Read →Cymbal alloys, in plain English
B20, B12, B8 — the three alloys that account for almost every cymbal sold
Cymbals are bronze, but not all bronze is the same. Three alloys account for nearly every cymbal sold today, and the alloy is the single biggest predictor of how a cymbal will sound over its lifetime. B20 (80% copper, 20% tin) is the premium standard — the alloy used for Zildjian K Constantinople, Sabian HHX, Meinl Byzance, and Paiste Signature. The high tin content gives B20 cymbals harmonic complexity (more overtones, more wash), longer sustain, and decade-plus durability under normal playing. B12 sits in the middle — modern hybrids like the Zildjian S Family and Meinl Pure Alloy Custom use it for cymbals that aim for B20 character at a B8 price-point. B8 (92% copper, 8% tin) is the budget-tier alloy — brighter, more one-dimensional, less durable. Below B8 sits brass; brass cymbals are functionally cookware and shouldn’t be on the same kit as anything you intend to record.
Within each alloy category, the manufacturing process — cast vs sheet, hand-hammered vs machine-pressed, lathed vs raw — further differentiates the sound. Cast cymbals (every premium line) start as a poured bronze disc and develop their tonal character through hammering and lathing. Sheet cymbals (most budget lines) are stamped from rolled bronze sheet; the tonal character is set at the factory and can’t evolve. Hand-hammered cymbals (K Constantinople, HHX, Byzance Vintage) carry small irregularities that broaden the harmonic spectrum and produce the complex, evolving tone that records well across genres.
Building a pack
The three pieces every pack starts with, and the order to add the rest
Every cymbal pack starts the same way. Hi-hats first — the most-played cymbal in the kit, the foundation of every groove. 14″ is the universal default; 13″ for jazz contexts, 15″ for rock and metal projection. Ride second — the cymbal you’ll spend the most money on, because the harmonic complexity of a premium ride is the most-heard difference on any recording. 20″-22″ for most genres. One crash third — 16″ or 18″; this is what you hit at the end of an eight-bar phrase. Anything beyond these three pieces is supplementary: a second crash, a splash, a china, an effects stack. Most working drummers own a 4-piece pack for years before adding a 5th piece.
For specific configurations, our complete cymbals guide covers the master decision tree, and the genre-specific guides go deeper: best cymbals for rock, best ride cymbals, best hi-hat cymbals, and best low-volume cymbals for apartment-friendly practice.

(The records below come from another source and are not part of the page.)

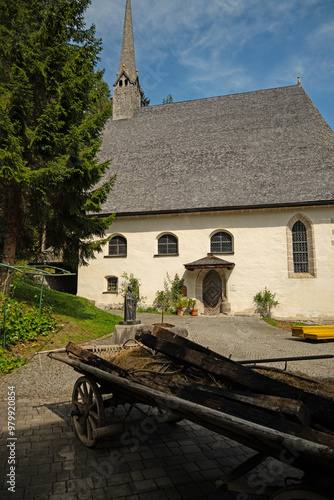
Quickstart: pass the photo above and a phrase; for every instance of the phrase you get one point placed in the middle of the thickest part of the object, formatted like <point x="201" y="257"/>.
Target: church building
<point x="232" y="193"/>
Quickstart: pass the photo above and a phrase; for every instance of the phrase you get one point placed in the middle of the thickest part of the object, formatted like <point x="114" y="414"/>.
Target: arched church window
<point x="167" y="244"/>
<point x="299" y="248"/>
<point x="112" y="284"/>
<point x="118" y="246"/>
<point x="221" y="242"/>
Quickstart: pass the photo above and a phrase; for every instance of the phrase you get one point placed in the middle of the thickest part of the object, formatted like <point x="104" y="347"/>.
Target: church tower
<point x="126" y="95"/>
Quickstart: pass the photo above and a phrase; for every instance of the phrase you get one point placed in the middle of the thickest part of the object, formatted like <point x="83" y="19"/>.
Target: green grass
<point x="270" y="321"/>
<point x="78" y="320"/>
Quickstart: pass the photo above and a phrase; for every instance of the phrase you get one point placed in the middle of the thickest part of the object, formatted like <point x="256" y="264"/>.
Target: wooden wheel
<point x="297" y="493"/>
<point x="87" y="410"/>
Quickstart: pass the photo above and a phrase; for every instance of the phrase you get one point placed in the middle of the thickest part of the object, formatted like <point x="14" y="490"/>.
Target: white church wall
<point x="260" y="257"/>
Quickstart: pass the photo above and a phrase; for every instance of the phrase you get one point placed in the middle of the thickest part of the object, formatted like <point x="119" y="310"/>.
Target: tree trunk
<point x="11" y="235"/>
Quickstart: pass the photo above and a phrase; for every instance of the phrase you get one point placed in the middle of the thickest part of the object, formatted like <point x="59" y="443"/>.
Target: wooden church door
<point x="212" y="293"/>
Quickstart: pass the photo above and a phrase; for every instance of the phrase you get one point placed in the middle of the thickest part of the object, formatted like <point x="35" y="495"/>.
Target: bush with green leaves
<point x="130" y="279"/>
<point x="22" y="323"/>
<point x="265" y="301"/>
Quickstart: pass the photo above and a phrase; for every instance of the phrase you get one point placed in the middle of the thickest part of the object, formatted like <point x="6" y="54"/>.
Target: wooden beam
<point x="191" y="354"/>
<point x="307" y="454"/>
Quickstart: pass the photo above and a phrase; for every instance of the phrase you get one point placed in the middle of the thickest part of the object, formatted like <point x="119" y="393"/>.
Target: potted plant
<point x="191" y="305"/>
<point x="180" y="304"/>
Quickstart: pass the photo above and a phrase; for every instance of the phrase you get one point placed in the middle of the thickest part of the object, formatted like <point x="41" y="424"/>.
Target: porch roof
<point x="209" y="262"/>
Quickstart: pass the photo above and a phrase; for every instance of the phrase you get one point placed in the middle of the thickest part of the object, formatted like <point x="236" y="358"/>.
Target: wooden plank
<point x="307" y="454"/>
<point x="94" y="360"/>
<point x="320" y="331"/>
<point x="320" y="407"/>
<point x="248" y="407"/>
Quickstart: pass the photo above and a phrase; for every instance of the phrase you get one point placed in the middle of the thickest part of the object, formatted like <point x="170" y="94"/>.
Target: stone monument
<point x="130" y="304"/>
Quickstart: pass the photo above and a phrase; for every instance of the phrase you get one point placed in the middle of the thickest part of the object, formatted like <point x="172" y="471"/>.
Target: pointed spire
<point x="127" y="59"/>
<point x="126" y="97"/>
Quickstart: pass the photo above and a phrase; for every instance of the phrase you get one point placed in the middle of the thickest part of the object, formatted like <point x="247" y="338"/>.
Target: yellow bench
<point x="324" y="332"/>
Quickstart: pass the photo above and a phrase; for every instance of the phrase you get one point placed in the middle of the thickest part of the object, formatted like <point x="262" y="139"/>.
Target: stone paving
<point x="176" y="461"/>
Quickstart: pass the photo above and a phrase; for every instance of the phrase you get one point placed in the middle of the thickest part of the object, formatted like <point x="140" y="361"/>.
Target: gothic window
<point x="221" y="242"/>
<point x="299" y="245"/>
<point x="118" y="246"/>
<point x="167" y="245"/>
<point x="112" y="284"/>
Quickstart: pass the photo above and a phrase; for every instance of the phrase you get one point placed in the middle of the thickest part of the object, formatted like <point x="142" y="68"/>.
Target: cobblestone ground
<point x="176" y="461"/>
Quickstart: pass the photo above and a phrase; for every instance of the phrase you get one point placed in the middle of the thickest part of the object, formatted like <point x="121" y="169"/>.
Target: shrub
<point x="265" y="301"/>
<point x="8" y="362"/>
<point x="23" y="323"/>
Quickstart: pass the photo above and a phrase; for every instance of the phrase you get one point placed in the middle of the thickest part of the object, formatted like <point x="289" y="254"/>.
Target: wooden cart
<point x="289" y="438"/>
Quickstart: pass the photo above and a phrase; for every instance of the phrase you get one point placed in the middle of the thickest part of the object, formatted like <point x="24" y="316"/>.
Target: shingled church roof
<point x="258" y="149"/>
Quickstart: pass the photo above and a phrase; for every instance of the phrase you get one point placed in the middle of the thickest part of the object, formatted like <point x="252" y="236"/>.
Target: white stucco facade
<point x="261" y="254"/>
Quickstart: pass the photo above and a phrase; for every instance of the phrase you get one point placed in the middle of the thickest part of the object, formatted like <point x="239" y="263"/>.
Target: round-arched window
<point x="167" y="244"/>
<point x="117" y="246"/>
<point x="221" y="242"/>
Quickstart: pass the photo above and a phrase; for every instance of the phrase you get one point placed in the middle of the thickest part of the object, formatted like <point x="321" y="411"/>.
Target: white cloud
<point x="221" y="45"/>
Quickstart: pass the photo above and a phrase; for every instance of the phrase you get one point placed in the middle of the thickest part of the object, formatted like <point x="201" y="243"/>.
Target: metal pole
<point x="4" y="312"/>
<point x="293" y="358"/>
<point x="40" y="297"/>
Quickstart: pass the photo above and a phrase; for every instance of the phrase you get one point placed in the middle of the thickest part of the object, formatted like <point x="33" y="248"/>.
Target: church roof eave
<point x="209" y="262"/>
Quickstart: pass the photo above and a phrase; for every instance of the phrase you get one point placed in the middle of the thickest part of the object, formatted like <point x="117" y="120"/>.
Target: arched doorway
<point x="212" y="292"/>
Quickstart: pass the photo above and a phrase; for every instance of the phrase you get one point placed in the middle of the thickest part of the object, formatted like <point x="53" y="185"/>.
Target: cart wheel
<point x="87" y="410"/>
<point x="297" y="493"/>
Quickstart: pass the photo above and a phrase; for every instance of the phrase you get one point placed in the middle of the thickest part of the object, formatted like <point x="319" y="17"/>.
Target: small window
<point x="299" y="248"/>
<point x="167" y="244"/>
<point x="117" y="246"/>
<point x="112" y="284"/>
<point x="221" y="243"/>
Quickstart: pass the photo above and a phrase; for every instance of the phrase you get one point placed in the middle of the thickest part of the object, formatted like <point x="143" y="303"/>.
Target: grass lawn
<point x="78" y="320"/>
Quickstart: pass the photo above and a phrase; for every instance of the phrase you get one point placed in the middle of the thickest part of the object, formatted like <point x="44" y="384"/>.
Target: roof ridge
<point x="225" y="95"/>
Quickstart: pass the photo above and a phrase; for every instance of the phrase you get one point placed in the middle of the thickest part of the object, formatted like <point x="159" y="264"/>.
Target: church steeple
<point x="126" y="96"/>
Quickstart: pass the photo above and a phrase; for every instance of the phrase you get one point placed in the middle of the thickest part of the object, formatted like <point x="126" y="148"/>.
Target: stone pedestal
<point x="130" y="322"/>
<point x="226" y="307"/>
<point x="124" y="332"/>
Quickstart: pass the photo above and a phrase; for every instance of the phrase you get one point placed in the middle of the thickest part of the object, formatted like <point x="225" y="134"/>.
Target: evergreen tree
<point x="53" y="107"/>
<point x="168" y="99"/>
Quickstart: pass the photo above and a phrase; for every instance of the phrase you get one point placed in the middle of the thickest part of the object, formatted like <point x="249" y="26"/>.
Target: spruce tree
<point x="51" y="118"/>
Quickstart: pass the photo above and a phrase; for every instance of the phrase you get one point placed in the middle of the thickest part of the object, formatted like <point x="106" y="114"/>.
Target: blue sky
<point x="202" y="48"/>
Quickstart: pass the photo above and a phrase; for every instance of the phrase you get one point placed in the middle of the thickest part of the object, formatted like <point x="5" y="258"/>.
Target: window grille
<point x="112" y="284"/>
<point x="167" y="244"/>
<point x="299" y="246"/>
<point x="221" y="243"/>
<point x="117" y="246"/>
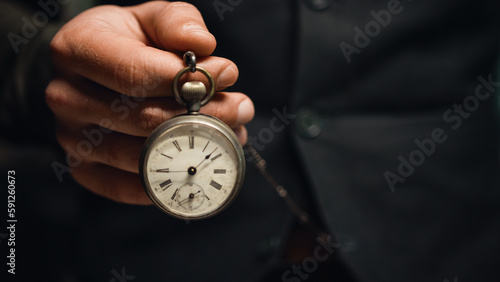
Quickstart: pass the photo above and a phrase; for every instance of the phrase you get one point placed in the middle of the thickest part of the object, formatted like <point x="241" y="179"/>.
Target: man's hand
<point x="115" y="68"/>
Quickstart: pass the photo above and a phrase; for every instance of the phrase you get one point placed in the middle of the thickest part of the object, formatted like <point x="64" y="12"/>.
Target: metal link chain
<point x="298" y="212"/>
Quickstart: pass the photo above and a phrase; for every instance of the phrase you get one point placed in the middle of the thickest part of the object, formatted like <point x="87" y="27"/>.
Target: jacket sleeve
<point x="26" y="69"/>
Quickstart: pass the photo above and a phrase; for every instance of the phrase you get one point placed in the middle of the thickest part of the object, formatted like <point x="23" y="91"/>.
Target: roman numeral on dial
<point x="215" y="185"/>
<point x="176" y="144"/>
<point x="164" y="185"/>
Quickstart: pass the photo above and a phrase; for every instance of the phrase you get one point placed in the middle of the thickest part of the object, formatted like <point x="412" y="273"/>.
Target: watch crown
<point x="193" y="91"/>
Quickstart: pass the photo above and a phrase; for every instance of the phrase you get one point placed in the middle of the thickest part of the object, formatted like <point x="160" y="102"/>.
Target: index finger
<point x="113" y="53"/>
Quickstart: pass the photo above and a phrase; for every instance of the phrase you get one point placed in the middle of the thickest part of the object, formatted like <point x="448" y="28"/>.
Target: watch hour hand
<point x="207" y="157"/>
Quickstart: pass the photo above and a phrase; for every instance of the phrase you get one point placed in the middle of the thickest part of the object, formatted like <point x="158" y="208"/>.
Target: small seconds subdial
<point x="192" y="170"/>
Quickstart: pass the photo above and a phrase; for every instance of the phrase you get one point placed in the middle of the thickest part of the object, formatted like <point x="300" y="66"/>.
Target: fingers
<point x="89" y="103"/>
<point x="177" y="26"/>
<point x="108" y="46"/>
<point x="114" y="184"/>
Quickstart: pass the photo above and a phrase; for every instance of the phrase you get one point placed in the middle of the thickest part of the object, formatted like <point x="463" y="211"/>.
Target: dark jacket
<point x="379" y="116"/>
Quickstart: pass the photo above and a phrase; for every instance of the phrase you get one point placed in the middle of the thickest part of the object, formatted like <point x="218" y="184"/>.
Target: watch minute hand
<point x="207" y="157"/>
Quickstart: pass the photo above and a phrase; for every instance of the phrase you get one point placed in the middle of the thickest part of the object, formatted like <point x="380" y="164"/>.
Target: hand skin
<point x="109" y="53"/>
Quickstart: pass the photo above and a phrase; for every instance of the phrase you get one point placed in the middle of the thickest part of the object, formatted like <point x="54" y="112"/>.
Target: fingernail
<point x="194" y="28"/>
<point x="241" y="133"/>
<point x="245" y="112"/>
<point x="228" y="77"/>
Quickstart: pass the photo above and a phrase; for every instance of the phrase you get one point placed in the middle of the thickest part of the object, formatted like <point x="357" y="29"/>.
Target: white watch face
<point x="192" y="170"/>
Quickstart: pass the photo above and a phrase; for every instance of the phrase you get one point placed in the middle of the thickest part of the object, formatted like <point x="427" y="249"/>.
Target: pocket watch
<point x="192" y="166"/>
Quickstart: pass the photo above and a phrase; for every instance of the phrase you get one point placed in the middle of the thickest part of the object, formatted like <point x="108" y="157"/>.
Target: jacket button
<point x="308" y="123"/>
<point x="318" y="5"/>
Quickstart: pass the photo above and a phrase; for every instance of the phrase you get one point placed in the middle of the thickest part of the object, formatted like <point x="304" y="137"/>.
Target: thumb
<point x="175" y="27"/>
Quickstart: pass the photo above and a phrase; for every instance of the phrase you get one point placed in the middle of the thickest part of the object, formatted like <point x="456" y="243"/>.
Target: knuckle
<point x="54" y="97"/>
<point x="149" y="118"/>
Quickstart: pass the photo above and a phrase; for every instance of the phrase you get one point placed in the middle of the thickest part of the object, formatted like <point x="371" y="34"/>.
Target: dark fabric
<point x="369" y="108"/>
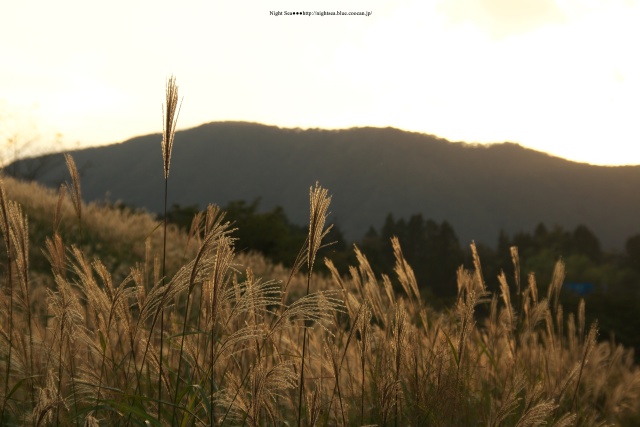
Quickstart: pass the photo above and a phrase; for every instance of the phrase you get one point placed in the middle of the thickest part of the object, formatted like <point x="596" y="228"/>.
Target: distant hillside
<point x="370" y="172"/>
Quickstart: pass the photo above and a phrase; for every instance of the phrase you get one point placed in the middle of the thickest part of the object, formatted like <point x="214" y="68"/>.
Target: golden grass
<point x="102" y="337"/>
<point x="374" y="356"/>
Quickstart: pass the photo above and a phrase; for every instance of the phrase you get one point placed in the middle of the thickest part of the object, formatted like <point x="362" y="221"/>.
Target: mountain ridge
<point x="479" y="189"/>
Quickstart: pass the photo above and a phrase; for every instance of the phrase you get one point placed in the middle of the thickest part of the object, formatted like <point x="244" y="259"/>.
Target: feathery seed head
<point x="169" y="121"/>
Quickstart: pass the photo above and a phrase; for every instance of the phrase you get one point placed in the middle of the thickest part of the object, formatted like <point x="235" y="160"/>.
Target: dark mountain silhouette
<point x="479" y="189"/>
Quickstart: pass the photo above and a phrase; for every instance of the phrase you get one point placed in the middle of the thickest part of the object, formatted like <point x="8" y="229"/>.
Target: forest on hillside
<point x="608" y="281"/>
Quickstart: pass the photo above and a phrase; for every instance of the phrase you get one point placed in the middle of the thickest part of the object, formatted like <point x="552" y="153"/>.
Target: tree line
<point x="610" y="280"/>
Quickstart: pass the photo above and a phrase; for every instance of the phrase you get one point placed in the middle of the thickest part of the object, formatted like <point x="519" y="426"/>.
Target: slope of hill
<point x="370" y="172"/>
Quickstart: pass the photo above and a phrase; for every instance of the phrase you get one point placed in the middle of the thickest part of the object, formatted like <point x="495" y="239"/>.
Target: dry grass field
<point x="100" y="336"/>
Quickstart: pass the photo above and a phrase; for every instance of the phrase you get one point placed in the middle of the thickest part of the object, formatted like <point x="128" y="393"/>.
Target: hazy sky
<point x="561" y="76"/>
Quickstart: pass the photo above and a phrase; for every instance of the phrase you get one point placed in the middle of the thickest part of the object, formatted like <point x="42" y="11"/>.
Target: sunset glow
<point x="560" y="76"/>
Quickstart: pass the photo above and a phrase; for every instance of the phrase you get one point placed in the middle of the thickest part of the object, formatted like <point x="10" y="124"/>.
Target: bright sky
<point x="561" y="76"/>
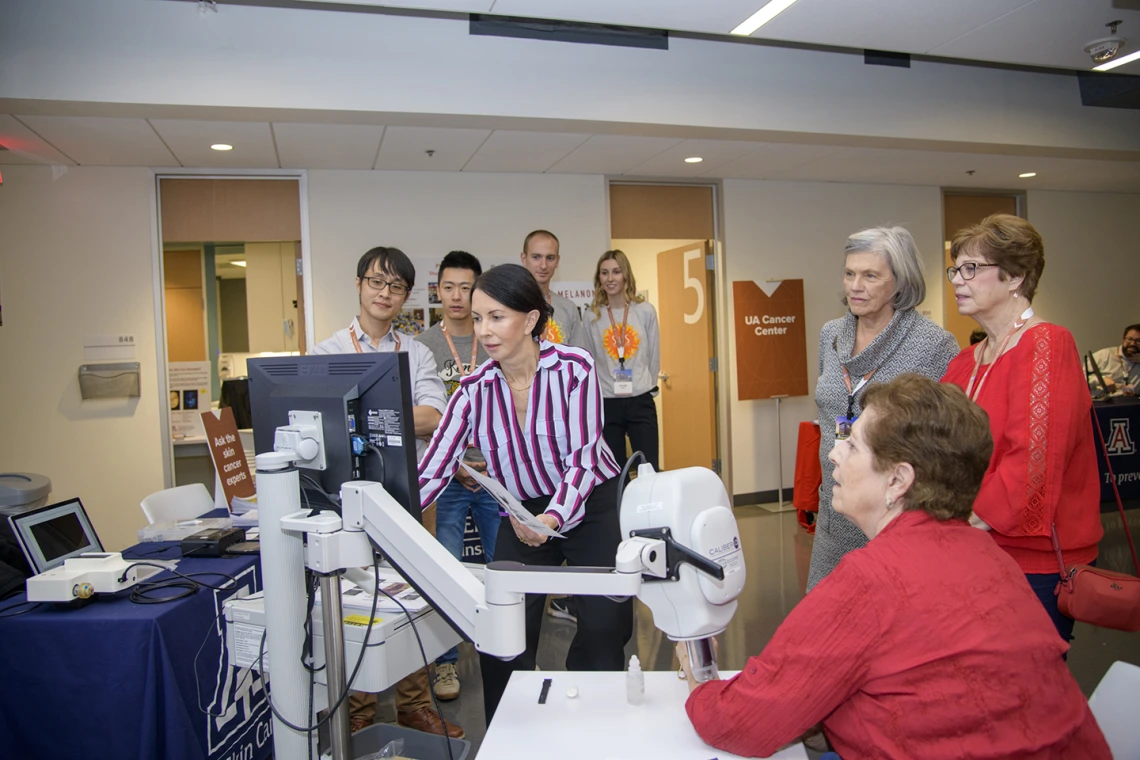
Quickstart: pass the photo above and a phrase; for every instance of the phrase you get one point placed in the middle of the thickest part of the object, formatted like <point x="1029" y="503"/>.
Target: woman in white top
<point x="623" y="335"/>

Which brand for which drummer
Zildjian, Sabian, Meinl, Paiste — what each brand does best
The four major cymbal brands each own a tonal territory. Zildjian is the oldest manufacturer (1623), the lineage standard, and the cymbal voice that producers have been mixing rock and jazz records around for forty years. The K Custom Hybrid line is the modern session standard. Sabian spun off from Zildjian in 1981 and quickly became the worship and modern-rock standard; the HHX Evolution and AAX lines dominate contemporary stages. Meinl is the youngest of the four (German, 1951) but has won the modern-jazz and progressive-metal markets through the Byzance and Pure Alloy Custom lines. Paiste sits apart — the Swiss manufacturer’s Signature and 2002 lines define a brighter, more cutting voice favoured by 70s-rock traditionalists and arena-tier session players.
Our four brand rankings break each catalogue down line by line: Zildjian best to worst, Sabian best to worst, Meinl best to worst, and Paiste best to worst. For Sabian-vs-Zildjian specifically — the most-asked head-to-head in the cymbal market — see the comparison below.
Popular comparison
Sabian vs Zildjian
Two cymbal brands. Two centuries between them. Six categories scored side by side, plus a decision flow that picks the right one in 30 seconds.
Read the comparison →How we ranked these
DrumThat doesn’t lab-test cymbals. We synthesise expert reviews from Modern Drummer, DrumBeat magazine, and trusted cymbal-specialist YouTubers; we read every drummer-forum thread we can find on each model; and we cross-reference manufacturer specs (alloy, profile, weight, hammering pattern). Where we have direct experience with a cymbal — owned, gigged, or studio-tested — we say so explicitly in the review.